Critique: Le Sens de la Fête

Par Cinedingue @cinedingue

Réalisation Éric Toledano
Olivier Nakache

Scénario Éric Toledano
Olivier Nakache

Acteurs principaux

Jean-Pierre Bacri
Gilles Lellouche
Jean-Paul Rouve

Sociétés de production Quad Productions
Ten Films

Pays d’origine  France

Genre Comédie

Durée 117 minutes

Sortie 4 octobre 2017

Max est traiteur depuis trente ans. Des fêtes il en a organisé des centaines, il est même un peu au bout du parcours. Aujourd’hui c’est un sublime mariage dans un château du 17ème siècle, un de plus, celui de Pierre et Héléna.

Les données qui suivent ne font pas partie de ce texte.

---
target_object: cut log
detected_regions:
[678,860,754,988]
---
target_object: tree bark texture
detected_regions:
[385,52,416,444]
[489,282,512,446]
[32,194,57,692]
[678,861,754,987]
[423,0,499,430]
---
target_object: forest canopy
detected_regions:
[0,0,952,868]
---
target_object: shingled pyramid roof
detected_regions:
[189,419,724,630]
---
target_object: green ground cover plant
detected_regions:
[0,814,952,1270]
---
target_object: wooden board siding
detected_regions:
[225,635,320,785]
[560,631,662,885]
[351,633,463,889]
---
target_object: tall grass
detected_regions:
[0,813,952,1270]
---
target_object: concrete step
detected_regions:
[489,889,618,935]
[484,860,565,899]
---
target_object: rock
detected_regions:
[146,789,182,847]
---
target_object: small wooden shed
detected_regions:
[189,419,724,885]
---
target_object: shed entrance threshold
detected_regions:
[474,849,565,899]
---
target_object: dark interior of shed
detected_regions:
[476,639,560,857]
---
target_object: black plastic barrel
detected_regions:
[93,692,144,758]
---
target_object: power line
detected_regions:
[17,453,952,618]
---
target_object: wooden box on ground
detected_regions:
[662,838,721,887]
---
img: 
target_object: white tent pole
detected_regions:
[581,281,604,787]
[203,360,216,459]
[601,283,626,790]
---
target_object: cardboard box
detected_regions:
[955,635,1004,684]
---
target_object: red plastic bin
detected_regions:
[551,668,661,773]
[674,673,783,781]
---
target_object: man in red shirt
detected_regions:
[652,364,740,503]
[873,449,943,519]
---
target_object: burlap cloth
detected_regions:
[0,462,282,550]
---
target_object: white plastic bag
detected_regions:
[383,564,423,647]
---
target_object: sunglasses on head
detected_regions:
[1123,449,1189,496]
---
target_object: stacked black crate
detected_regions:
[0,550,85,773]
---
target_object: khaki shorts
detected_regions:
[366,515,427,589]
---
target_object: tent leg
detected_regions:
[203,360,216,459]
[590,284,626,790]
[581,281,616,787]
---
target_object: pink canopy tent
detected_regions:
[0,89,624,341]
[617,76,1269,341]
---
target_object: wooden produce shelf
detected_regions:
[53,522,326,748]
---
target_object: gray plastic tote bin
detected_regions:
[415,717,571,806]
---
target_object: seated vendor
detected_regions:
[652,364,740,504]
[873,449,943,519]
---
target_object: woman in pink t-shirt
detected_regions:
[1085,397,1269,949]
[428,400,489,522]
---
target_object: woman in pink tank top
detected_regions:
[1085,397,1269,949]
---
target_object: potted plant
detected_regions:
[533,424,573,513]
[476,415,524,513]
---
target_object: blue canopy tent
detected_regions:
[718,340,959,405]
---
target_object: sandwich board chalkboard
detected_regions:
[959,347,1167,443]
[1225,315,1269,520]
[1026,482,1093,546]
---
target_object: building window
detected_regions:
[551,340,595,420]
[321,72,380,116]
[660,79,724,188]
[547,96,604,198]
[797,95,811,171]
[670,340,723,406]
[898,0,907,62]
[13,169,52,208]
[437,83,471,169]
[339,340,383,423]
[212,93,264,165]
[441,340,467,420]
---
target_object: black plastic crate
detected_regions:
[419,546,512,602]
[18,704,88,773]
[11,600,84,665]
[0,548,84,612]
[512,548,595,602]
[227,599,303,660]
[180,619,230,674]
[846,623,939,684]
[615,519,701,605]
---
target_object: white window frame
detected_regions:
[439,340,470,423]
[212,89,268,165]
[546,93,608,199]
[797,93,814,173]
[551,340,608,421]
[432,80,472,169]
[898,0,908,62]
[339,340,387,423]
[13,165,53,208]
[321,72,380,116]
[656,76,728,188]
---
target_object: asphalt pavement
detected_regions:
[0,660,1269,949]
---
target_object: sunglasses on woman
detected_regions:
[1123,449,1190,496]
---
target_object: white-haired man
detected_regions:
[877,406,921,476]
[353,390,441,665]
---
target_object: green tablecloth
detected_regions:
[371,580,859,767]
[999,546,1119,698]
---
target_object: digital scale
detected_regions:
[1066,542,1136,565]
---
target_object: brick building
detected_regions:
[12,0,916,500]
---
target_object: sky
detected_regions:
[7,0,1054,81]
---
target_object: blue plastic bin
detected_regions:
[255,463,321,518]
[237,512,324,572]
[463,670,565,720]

Comme d’habitude, Max a tout coordonné : il a recruté sa brigade de serveurs, de cuisiniers, de plongeurs, il a conseillé un photographe, réservé l’orchestre, arrangé la décoration florale, bref tous les ingrédients sont réunis pour que cette fête soit réussie… Mais la loi des séries va venir bouleverser un planning sur le fil où chaque moment de bonheur et d’émotion risque de se transformer en désastre ou en chaos. Des préparatifs jusqu’à l’aube, nous allons vivre les coulisses de cette soirée à travers le regard de ceux qui travaillent et qui devront compter sur leur unique qualité commune : Le sens de la fête.

Le tandem Toledano/Nakache, avec des hauts (Intouchables, Nos jours heureux…) et des bas (Samba) prouve avec son sixième film, même s’il ne révolutionne pas le Cinéma Français, qu’il maîtrise l’écriture et surtout, ingrédient essentiel de la comédie, le sens du rythme! Durant deux heures (durée assez longue pour une comédie), les deux acolytes nous plongent durant 24 heures, dans les préparatifs et le déroulement d’une fête de mariage! Un mariage durant lequel rien ne se passera comme prévu, quelle originalité me direz-vous! Pourtant, si la sauce prend, c’est grâce à une galerie de personnages hauts en couleur et une énergie folle! On suit aussi bien Max, incarné par un Bacri dans son rôle habituel de bougon qui cherche à ce que tout se passe bien que le DJ/chanteur ringard (Lellouche), le serveur benêt (Alban Ivanov), le beau-frère agrégé de lettres un peu décalé (Vincent Macaigne), le photographe pique-assiettes (Jean-Paul Rouve), le marié imbuvable (Antoine Chappey)… Le sens de la fête, le duo Toledano/Nakache l’a et ce, sans jamais être méchant ou vulgaire et offre un excellent film populaire qui devrait trouver son public!